What happened
On October 20, 2018, a Bell 412EP helicopter, registration JA003W, operated by Nishi Nippon Airlines Co., Ltd., was performing a series of ten round flights to transport fresh concrete for power grid construction in Otoyo Town, Kochi Prefecture. The mission involved using an external bucket to move concrete between a temporary helipad and an unloading site approximately 1.9 km away.
During the tenth transport flight, the aircraft encountered rough air conditions over a valley, experiencing several severe vertical oscillations. As the aircraft approached the unloading site, the bucket operator noticed that the bottom shutter of the bucket had opened, resulting in the loss of approximately 600 kg of fresh concrete. The aircraft returned to the loading site without further incident, and no damage to the ground was reported.
The investigation
The JTSB investigation focused on the mechanical state of the bucket and the operational procedures used by the ground crew. Investigators discovered that a previously reported malfunction—where the cockpit controls could not operate the shutter—had forced the crew to use manual operation via a ground worker.

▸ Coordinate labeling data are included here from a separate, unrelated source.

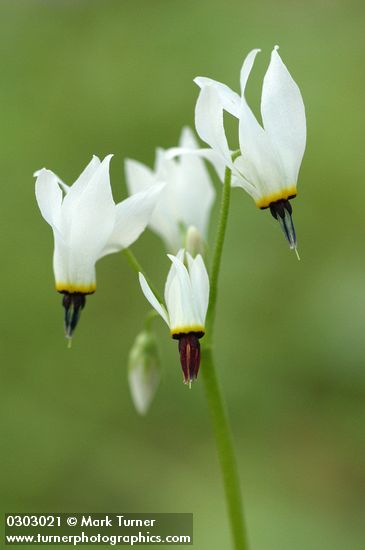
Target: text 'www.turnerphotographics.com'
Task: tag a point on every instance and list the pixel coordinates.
(87, 528)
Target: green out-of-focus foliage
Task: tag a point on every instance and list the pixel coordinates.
(83, 77)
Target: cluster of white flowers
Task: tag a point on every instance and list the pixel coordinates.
(175, 199)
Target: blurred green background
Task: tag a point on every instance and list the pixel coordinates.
(83, 77)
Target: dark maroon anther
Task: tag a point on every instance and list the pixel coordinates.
(73, 302)
(189, 349)
(282, 211)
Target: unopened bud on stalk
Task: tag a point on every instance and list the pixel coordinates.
(143, 370)
(195, 243)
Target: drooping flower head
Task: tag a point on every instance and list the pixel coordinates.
(186, 299)
(270, 154)
(87, 225)
(187, 198)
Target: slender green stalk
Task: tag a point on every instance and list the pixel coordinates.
(215, 400)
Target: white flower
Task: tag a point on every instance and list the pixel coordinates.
(88, 225)
(186, 298)
(187, 198)
(270, 155)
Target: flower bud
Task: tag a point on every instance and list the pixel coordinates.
(195, 243)
(143, 370)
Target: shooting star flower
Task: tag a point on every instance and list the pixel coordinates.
(186, 298)
(187, 198)
(87, 225)
(270, 155)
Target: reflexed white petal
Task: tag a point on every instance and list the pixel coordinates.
(283, 116)
(179, 298)
(138, 176)
(188, 139)
(244, 175)
(131, 218)
(209, 122)
(266, 172)
(60, 260)
(194, 193)
(90, 222)
(246, 69)
(74, 192)
(230, 100)
(48, 195)
(152, 299)
(200, 284)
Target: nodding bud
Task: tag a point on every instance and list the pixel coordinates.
(189, 349)
(194, 242)
(143, 370)
(282, 211)
(73, 302)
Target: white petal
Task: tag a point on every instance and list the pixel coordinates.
(188, 139)
(75, 191)
(179, 298)
(152, 299)
(48, 195)
(209, 122)
(283, 116)
(200, 284)
(264, 166)
(132, 217)
(230, 100)
(246, 69)
(138, 176)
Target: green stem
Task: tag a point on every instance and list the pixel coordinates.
(134, 263)
(213, 392)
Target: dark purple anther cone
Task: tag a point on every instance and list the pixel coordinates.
(189, 349)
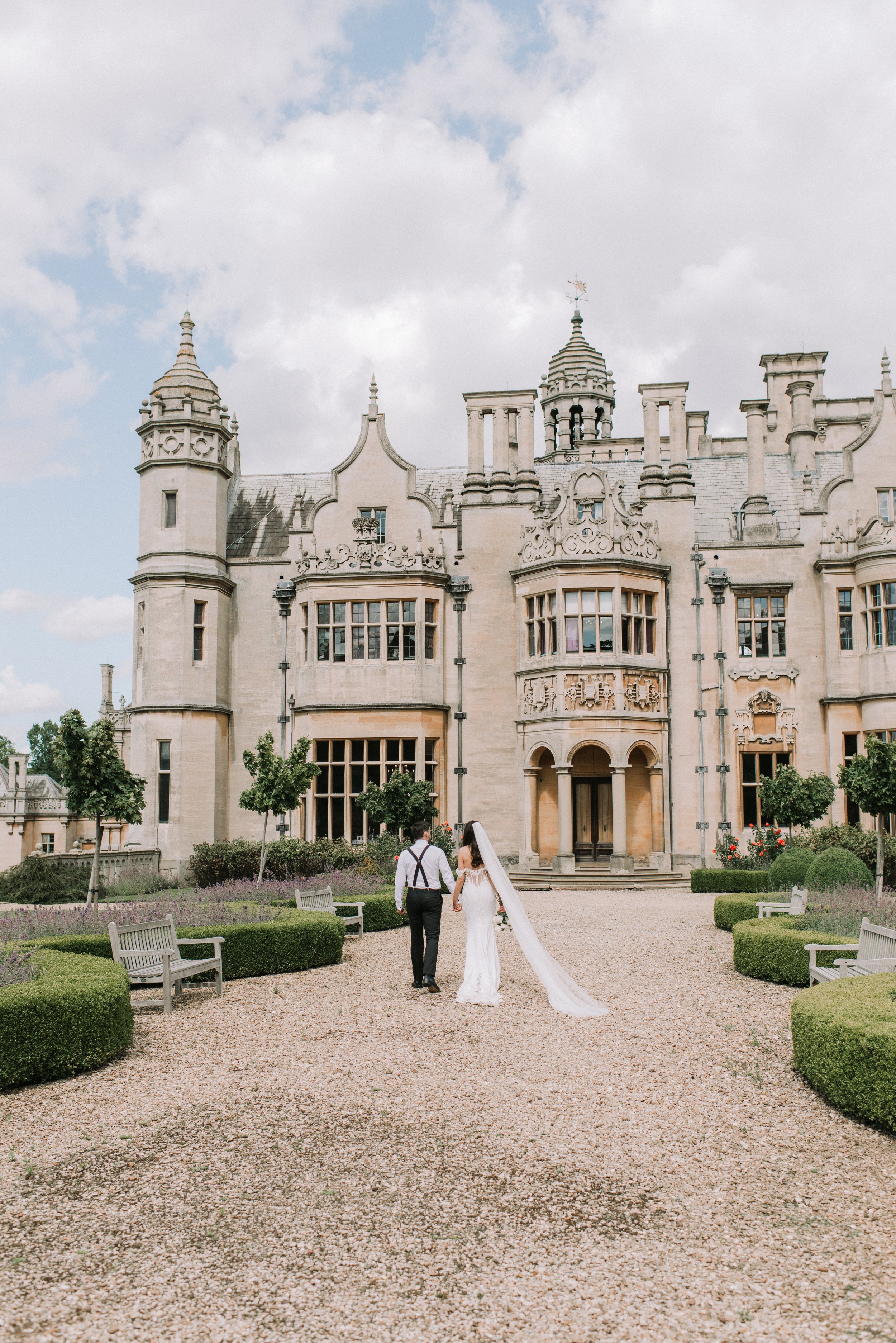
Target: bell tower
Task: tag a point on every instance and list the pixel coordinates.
(181, 708)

Technical analysis revealed that the actuator's signal wire had been cut, necessitating manual intervention. The investigation also examined the status of the bucket's locking mechanisms, specifically the over-center mechanism and the shift lever, which determines whether the shutter is in "auto" or "manual" mode. Furthermore, the investigators reviewed the company's operational regulations regarding the verification of the bucket's closed state before takeoff.
Findings
- The primary cause of the spill was the unintended opening of the bucket shutter caused by increased downward inertia during turbulent flight.
- The over-center locking mechanism failed to prevent the shutter from opening because it was not properly engaged.
- The shift lever was likely left in the "manual" position, meaning the actuator was not actively holding the shutter in a fixed closed position.
- Ground workers failed to confirm that the handle was fully closed and the shift lever was set to "auto" prior to the tenth flight.
- The company's existing regulations lacked a specific requirement to verify the mechanical lock and lever position during manual bucket operations.